Understandably, we are quick to feed on negative news and quick to comment like experts on our Facebook and Twitter accounts. That’s how things work these days.
Of course, none of you made reference to 1998 in your comments.
No one remembered the time when the Ringgit crashed to as low as RM4.725 to a dollar on 7 January 1998 (BNM selling rate, over the counter was more than RM4.80). All of you, who were quick to comment about the state of our economy on Facebook, were still in school. So none of you knew, none of you remembered, none of you experienced what happened in 1998 when Anwar Ibrahim was Finance Minister.
Back then
a) People were losing jobs or had difficulty in getting jobs
b) Households were squeezed
b) average lending rate was 12.16%
c) Inflation was close to 3% without subsidy removals.
So before you get upset and vent your anger on Facebook or Twitter, ask yourself how the Ringgit – Dollar exchange rate affects you.

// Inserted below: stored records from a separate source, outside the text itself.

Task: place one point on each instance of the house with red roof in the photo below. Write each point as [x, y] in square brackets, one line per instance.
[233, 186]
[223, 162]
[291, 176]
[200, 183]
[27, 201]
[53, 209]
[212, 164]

1. Do you shop online from US websites?
2. Are you planning to fly over to US for a holiday?
3. Are you a Malaysian studying in the US?
4. Do you import goods to be resold in Malaysia?
5. Do you buy necessities and food from the US to use here?
6. Do you at all use the US dollar in your daily life?
Only if you answer yes to any of the above, are you affected.
If you did not answer yes to any of the above, what are you shouting and so worried about?
Your salary is still denominated in Ringgit and you don’t buy necessities with US dollars.
Sure, no one can deny that it has some impact on certain segments especially imports and our plans to travel to US, UK etc.
And guys, the international ratings agencies – Fitch, Moody’s and S&P – have all maintained Malaysia’s outlook as stable. There are no economists out there who are saying that Malaysia’s economy will collapse, only
politicians are saying this.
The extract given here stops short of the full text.